More broadly, this question tests your candidate's business acumen. But it also showcases their problem-solving ability and how they balance customer needs with company goals.
Listen for answers that show how they'd spot potential challenges. You'll want to test whether their approach to introducing new products or features is customer-centric, too.
Strong candidates may also mention how they'd evaluate the potential impact of a new product or feature on customer success. Specifics might include conducting market research, gathering customer feedback, and analyzing customer data.
16. Why do you gravitate toward customer success?
A candidate's "why" shows how they'd approach their role and whether they have the skills of a great CSM.
Successful CSMs enjoy collaborating with different types of people, including customers or colleagues. They're also empathetic to customer and team needs.
Strong candidates will highlight that they're a "people person." They'll also be team players who get a sense of accomplishment by helping others achieve their goals.
17. How would you increase customer retention?
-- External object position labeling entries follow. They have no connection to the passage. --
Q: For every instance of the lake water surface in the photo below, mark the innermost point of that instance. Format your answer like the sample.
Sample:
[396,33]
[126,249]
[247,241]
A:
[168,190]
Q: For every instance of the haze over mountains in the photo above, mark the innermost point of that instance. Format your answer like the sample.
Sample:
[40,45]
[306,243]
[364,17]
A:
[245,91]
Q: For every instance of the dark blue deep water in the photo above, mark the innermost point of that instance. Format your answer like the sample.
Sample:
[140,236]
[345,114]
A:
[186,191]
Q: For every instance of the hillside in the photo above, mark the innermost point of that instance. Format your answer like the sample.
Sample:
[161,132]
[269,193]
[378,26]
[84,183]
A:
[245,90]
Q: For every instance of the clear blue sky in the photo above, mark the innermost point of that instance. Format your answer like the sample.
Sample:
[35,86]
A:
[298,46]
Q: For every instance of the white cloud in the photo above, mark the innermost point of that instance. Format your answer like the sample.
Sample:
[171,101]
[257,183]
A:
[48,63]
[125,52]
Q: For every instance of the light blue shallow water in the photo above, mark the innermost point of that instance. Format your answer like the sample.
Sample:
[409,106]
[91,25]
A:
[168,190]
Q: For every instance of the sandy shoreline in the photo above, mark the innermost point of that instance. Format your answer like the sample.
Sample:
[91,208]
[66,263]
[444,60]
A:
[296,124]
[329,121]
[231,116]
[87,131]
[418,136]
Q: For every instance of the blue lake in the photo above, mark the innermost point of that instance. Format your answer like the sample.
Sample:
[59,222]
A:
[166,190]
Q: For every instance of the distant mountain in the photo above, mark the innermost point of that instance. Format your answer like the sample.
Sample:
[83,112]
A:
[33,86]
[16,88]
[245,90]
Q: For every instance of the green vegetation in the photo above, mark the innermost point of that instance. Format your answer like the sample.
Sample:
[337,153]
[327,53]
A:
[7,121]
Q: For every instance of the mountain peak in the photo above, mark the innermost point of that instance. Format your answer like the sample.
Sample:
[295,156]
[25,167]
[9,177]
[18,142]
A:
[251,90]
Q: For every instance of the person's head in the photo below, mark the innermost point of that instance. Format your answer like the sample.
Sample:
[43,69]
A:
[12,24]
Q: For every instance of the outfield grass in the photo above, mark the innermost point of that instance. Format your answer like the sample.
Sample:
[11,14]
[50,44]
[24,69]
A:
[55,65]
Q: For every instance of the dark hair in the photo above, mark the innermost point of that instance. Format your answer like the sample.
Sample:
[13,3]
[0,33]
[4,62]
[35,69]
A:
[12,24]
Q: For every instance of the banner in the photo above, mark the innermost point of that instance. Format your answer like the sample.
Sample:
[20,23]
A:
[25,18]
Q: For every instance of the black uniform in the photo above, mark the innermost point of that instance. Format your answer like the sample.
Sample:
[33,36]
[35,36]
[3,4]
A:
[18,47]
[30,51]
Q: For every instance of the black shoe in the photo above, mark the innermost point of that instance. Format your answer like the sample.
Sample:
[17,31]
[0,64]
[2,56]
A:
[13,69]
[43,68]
One of the main functions of any CSM is to reduce customer churn. Reducing customer churn starts with a commitment to customer retention. An ideal CSM hire will have patience, empathy, and excellent communication skills.
They'll also need to be proactive in their communication style and actively anticipate customer needs.
Look for candidates that will go above and beyond to retain a customer, including approaching customers with potential solutions before issues arise.
18. How do you measure success in your current role?
This question provides insight into your candidate's ability to ensure customer satisfaction and build long-term relationships. It'll also show you if and how they use key customer success metrics to evaluate performance.
Listen for answers that include quantifiable metrics like customer retention and satisfaction scores. You'll also want to see if or how candidates used this data to evaluate customers' long-term value and happiness.
For bonus points, look for candidates who understand their role in company growth and how they can contribute to team success.
19. How would you demonstrate value in the first customer phone call?
New customer onboarding calls are usually the remit of your CSM. These interactions will help customers get started with your product. But they're also critical for establishing trust between customers and CSM early to prevent churn.
That means your CSM will need to demonstrate product value in a way that genuinely serves the customer's needs.
A candidate's response should show how they'd actively listen to customer needs and pain points. Then use that deeper understanding to align the product features with a customer's requirements.
20. What's your feedback for me (the interviewer)?
This could be a fun one or a stressful one for the candidate to answer.
Regardless, they will be able to not only give you some good feedback that can help you learn about how you're perceived in the interview process.
Still, they will also reveal how observant, honest, and sensitive to different personalities they can be.
A CSM needs the ability to read relationship dynamics and get a feel for someone's personality. If they can offer thoughtful insight about how they feel the dynamic was between you and them, that's a great demonstration.
This question will also let the candidate know that their input is valued and important to the interviewer and the company and that their feedback will be valued going forward if chosen for the job.
Hiring the Right Customer Success Manager for Your Company
Hiring a customer success manager can be a difficult task. That's because the skills needed will largely depend on what service your company is providing and your business model.
But asking the right questions can make the process much easier by testing if candidates align with your company's needs.
Now that you're equipped with our list of questions, it's time to start interviewing. Take notes during the interview about how the candidate responded. Soon, you'll find the perfect fit for your customer success team.